Despite Strong Opposition, Rogers Brown Confirmed by Senate
Feature Story by civilrights.org staff - 6/9/2005
The Senate has confirmed (56 to 43) controversial judicial nominee Janice Rogers Brown to the U.S. Court of Appeals for the D.C. Circuit.Rogers Brown had been previously rejected by the Senate, but a last minute bipartisan deal rejecting the so-called "nuclear option" last month allowed her nomination to move forward.
Rogers Brown's confirmation had been opposed by nearly 150 national and state organizations, including the NAACP, Sierra Club and NOW.
Opponents had noted that the U.S. Court of Appeals for the D.C. Circuit plays a critical role in the federal judicial system because it most closely oversees the action of federal agencies. Yet Brown has exhibited a disdain for government, saying, "Where government moves in, community retreats, civil society disintegrates and our ability to control our own destiny atrophies."

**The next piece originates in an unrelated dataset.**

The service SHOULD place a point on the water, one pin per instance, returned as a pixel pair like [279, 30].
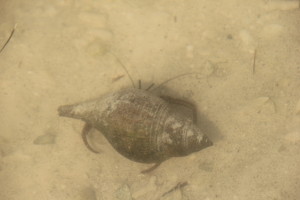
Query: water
[247, 92]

The Leadership Conference on Civil Rights (LCCR) called Rogers Brown unfit to serve on the D.C. Circuit because of her "extreme positions, her tendency toward ideologically-driven judicial activism, and her disregard for settled law," citing as one example a case where Rogers Brown "went so far as to suggest that Title VII of the Civil Rights Act of 1964, which prohibits employment discrimination, violates the First Amendment and is therefore unconstitutional."
Reacting to the confirmation, LCCR Executive Director Wade Henderson said, "Republicans used one of the oldest tricks in the book to ram through Janice Rogers Brown's confirmation. They exploited her race and gender to obscure her shameful record. Rogers Brown's judicial activism is extraordinary."
Under the terms of the bipartisan compromise deal that was struck to avoid the nuclear option, Rogers Brown received an "up or down" vote, meaning it took only 51 votes to confirm her to a lifetime position on the federal bench.